Dáil debates

Thursday, 27 January 2022

Higher Education Authority Bill 2022: Second Stage (Resumed)

 

5:05 pm

Photo of Réada CroninRéada Cronin (Kildare North, Sinn Fein) | Oireachtas source

This important Bill reflects the importance of higher education across the State, including in my own constituency through Maynooth University, which is in my home town. Higher education matters to all of us. It is encouraging to see the Minister has taken on board some of the suggestions from pre-legislative scrutiny, including ramping up North-South co-operation and a role for the HEA in promoting an Ghaeilge. We in Sinn Féin feel the Bill could be a bit stronger on that, as Deputy Conway-Walsh has outlined. It is welcome and positive, however. On the North-South issue, we still want to see specific roles for the HEA in student enrolment. It is absolutely vital. We are also glad to see the Minister will no longer appoint the majority of board members to higher education institutions. That is very welcome.

However, despite all the talk and all the Bills, we will never get to where we really need to be without adequate funding. I tell the Minister funding is where it is at. I am asking him to put the Government's money where its mouth is by publishing the Cassells report's economic findings and removing higher education from the brutality of austerity. We have now had at least two generations of students go through the system with it in the grip of austerity. We really need to do much better for them and by them. It goes without saying that Sinn Féin is hugely ambitious in higher education, for all our people and what they can achieve within it. That is very much on display in the North. I know there was a lot of chagrin from some of the sectarian Northern commentariat but we see the importance of higher education. We want and need to see many more places available to prospective students so we can have more thinkers, more professionals and more well-paid jobs for all our workers across society. As a new Deputy, I often find that we are delighted when a new post is created but then we cannot find a qualified person to fill it. Therefore, we really must make more spaces available. We are very glad to see that the Bill provides for structured student engagement and for lifelong and flexible learning. Free secondary education revolutionised life and opportunity in this State for our people and now we need an equal freedom and opportunity when it comes to higher education here.

On freedom and opportunity, I hope the Minister does not mind if I take advantage of this opportunity to ask about the situation at Maynooth University where students have been notified that courses with over 250 students are still to be taught online even though college catering and hospitality are open, as they indeed are across the town. All the pubs are open in Maynooth. There are students who have only had a whiff of a lecture hall since they started college and they really need to know why their lectures are online while society has reopened. I will put down a question to the Minister on that. It is not just me who is anxious as many of the Maynooth students who have been contacting me are very anxious for a reply as well.
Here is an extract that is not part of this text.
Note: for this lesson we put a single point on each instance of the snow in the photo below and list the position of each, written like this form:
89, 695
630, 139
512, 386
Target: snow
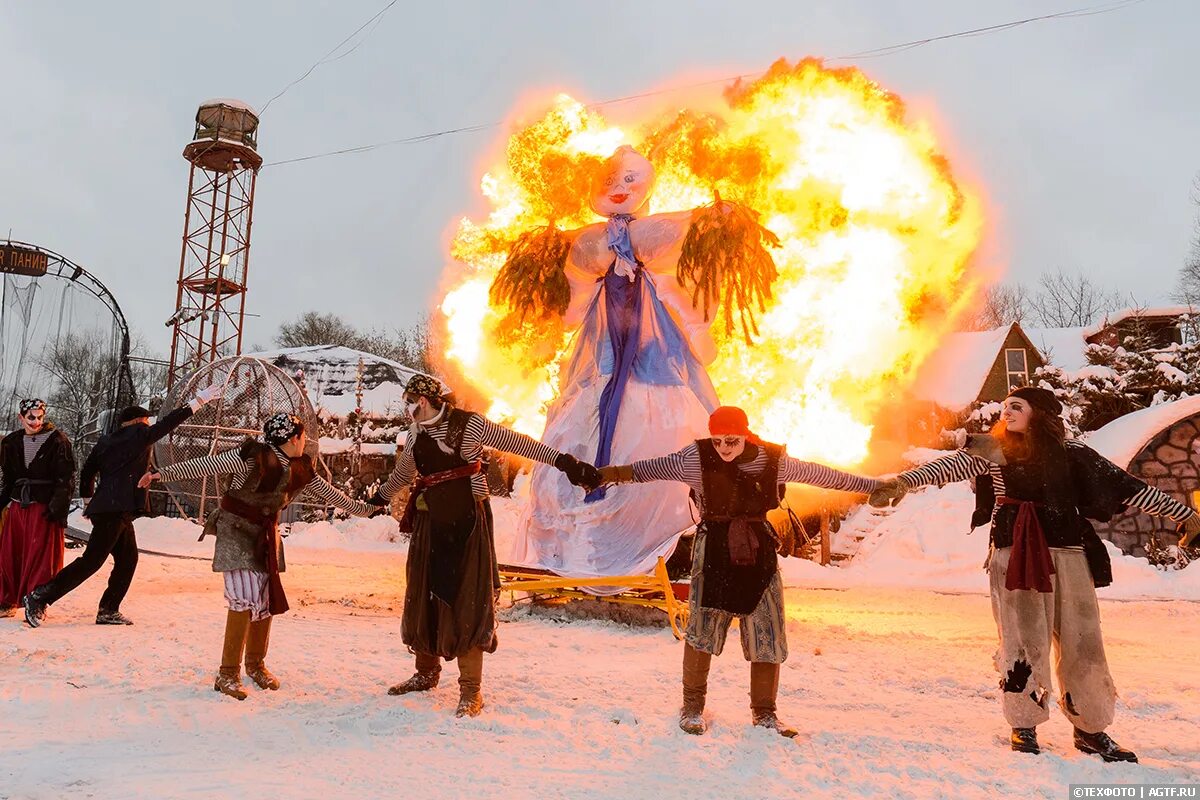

For us in Sinn Féin, another critical part of higher education is apprenticeships. While I note there will be an apprenticeship office, it really must deliver. We will be keeping a close eye on that so it does not become a vehicle to dismantle the craft apprentice model because it is very important. I know from my constituents in Kildare North that there are many bright, talented young people in secondary school and some of them are bored stiff with it. Sometimes they are made to feel kind of useless because they think in a different way and have a different kind of talent. School is not for everybody and nor is third level, in the form of the traditional college. For some of these kids, every day is torture. They are dying to get out and start an apprenticeship that reflects their talent and career ambition. They have so much to offer their community and our economy and when it comes to higher education it is important they are not left behind.

Before I finish, I am also anxious that there be more trade union representation on the HEA board. Equally, I would like to see the Bill give the HEA an explicit mandate to protect the public nature of public education, especially as it provides such a clear pathway for private colleges to become designated as higher education institutions and potentially be funded in the same way as public colleges. Like housing, education is a civil right. It is not a privilege, a commodity for profit or just something to be consumed. It is therefore critical that the public nature of third level education be considered sacrosanct. I ask that those points be taken on board.